Oliver and/or Marc, question for y'all towards the bottom.
On Wed, Feb 28, 2024, Sean Christopherson wrote:
On Wed, Feb 28, 2024, Mark Brown wrote:
On Thu, Feb 08, 2024 at 09:48:39PM +0100, Thomas Huth wrote:
From: Sean Christopherson seanjc@google.com
Extract the code to set a vCPU's entry point out of vm_arch_vcpu_add() and into a new API, vcpu_arch_set_entry_point(). Providing a separate API will allow creating a KVM selftests hardness that can handle tests that use different entry points for sub-tests, whereas *requiring* the entry point to be specified at vCPU creation makes it difficult to create a generic harness, e.g. the boilerplate setup/teardown can't easily create and destroy the VM and vCPUs.

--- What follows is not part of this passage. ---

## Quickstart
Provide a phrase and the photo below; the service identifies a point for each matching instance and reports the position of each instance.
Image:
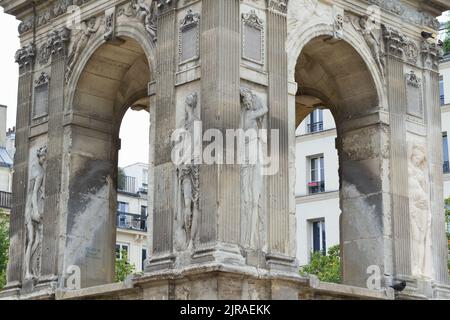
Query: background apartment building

With today's -next I'm seeing most of the KVM selftests failing on an arm64 defconfig with:
# ==== Test Assertion Failure ==== # include/kvm_util_base.h:677: !ret # pid=735 tid=735 errno=9 - Bad file descriptor # 1 0x0000000000410937: vcpu_set_reg at kvm_util_base.h:677 (discriminator 4) # 2 (inlined by) vcpu_arch_set_entry_point at processor.c:370 (discriminator 4) # 3 0x0000000000407bab: vm_vcpu_add at kvm_util_base.h:981 # 4 (inlined by) __vm_create_with_vcpus at kvm_util.c:419 # 5 (inlined by) __vm_create_shape_with_one_vcpu at kvm_util.c:432 # 6 0x000000000040187b: __vm_create_with_one_vcpu at kvm_util_base.h:892 # 7 (inlined by) vm_create_with_one_vcpu at kvm_util_base.h:899 # 8 (inlined by) main at aarch32_id_regs.c:158 # 9 0x0000007fbcbe6dc3: ?? ??:0 # 10 0x0000007fbcbe6e97: ?? ??:0 # 11 0x0000000000401f2f: _start at ??:? # KVM_SET_ONE_REG failed, rc: -1 errno: 9 (Bad file descriptor)
and a bisect pointed to this commit which does look plausibly relevant.

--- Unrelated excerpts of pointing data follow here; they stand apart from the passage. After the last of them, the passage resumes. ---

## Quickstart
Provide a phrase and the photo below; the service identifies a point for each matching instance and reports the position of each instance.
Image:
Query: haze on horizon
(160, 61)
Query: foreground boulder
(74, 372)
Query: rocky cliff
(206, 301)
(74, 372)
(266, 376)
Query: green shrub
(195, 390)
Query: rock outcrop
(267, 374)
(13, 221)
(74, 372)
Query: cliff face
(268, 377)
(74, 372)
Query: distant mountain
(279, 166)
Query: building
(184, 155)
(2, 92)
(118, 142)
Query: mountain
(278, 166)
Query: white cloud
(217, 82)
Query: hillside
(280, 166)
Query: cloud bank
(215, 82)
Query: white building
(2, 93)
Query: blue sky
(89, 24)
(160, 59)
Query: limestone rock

Note that while this was bisected with plain arm64 defconfig and the KVM selftests fragment was not enabled, but enabling the KVM fragment gave the same result as would be expected based on the options enabled by the fragment. We're also seeing an alternative failure pattern where the tests segfault when run in a different environment, I'm also tracking that down but I suspect these are the same issue.

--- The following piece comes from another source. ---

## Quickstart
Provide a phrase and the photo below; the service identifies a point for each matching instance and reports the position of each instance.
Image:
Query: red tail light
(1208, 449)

Gah, my bad, I should have at least tested on ARM since I have easy access to such hardware. If I can't figure out what's going wrong in the next few hours, I'll drop this series and we can try again for 6.10.
Sorry :-/
/facepalm
The inner helper doesn't return the vCPU, and by dumb (bad) luck, selftests end up trying to use fd=0.
diff --git a/tools/testing/selftests/kvm/lib/aarch64/processor.c b/tools/testing/selftests/kvm/lib/aarch64/processor.c index ed4ab29f4fad..a9eb17295be4 100644 --- a/tools/testing/selftests/kvm/lib/aarch64/processor.c +++ b/tools/testing/selftests/kvm/lib/aarch64/processor.c @@ -386,6 +386,7 @@ static struct kvm_vcpu *__aarch64_vcpu_add(struct kvm_vm *vm, uint32_t vcpu_id, aarch64_vcpu_setup(vcpu, init);
vcpu_set_reg(vcpu, ARM64_CORE_REG(sp_el1), stack_vaddr + stack_size); + return vcpu; }
struct kvm_vcpu *aarch64_vcpu_add(struct kvm_vm *vm, uint32_t vcpu_id,
I'll squash the above and force push.
In my defense, I would have caught this when build-testing, as the compiler does warn...
lib/aarch64/processor.c -o /usr/local/google/home/seanjc/go/src/kernel.org/nox/tools/testing/selftests/kvm/lib/aarch64/processor.o lib/aarch64/processor.c: In function ‘__aarch64_vcpu_add’: lib/aarch64/processor.c:389:1: warning: no return statement in function returning non-void [-Wreturn-type] 389 | } | ^ At top level: cc1: note: unrecognized command-line option ‘-Wno-gnu-variable-sized-type-not-at-end’ may have been intended to silence earlier diagnostics
but due to a different issue that is fixed in the kvm-arm tree[*], but not in mine, I built without -Werror and didn't see the new warn in the sea of GUEST_PRINTF warnings.
Ugh, and I still can't enable -Werror, because there are unused functions in aarch64/vpmu_counter_access.c
aarch64/vpmu_counter_access.c:96:20: error: unused function 'enable_counter' [-Werror,-Wunused-function] static inline void enable_counter(int idx) ^ aarch64/vpmu_counter_access.c:104:20: error: unused function 'disable_counter' [-Werror,-Wunused-function] static inline void disable_counter(int idx) ^ 2 errors generated. make: *** [Makefile:278: /usr/local/google/home/seanjc/go/src/kernel.org/nox/tools/testing/selftests/kvm/aarch64/vpmu_counter_access.o] Error 1 make: *** Waiting for unfinished jobs....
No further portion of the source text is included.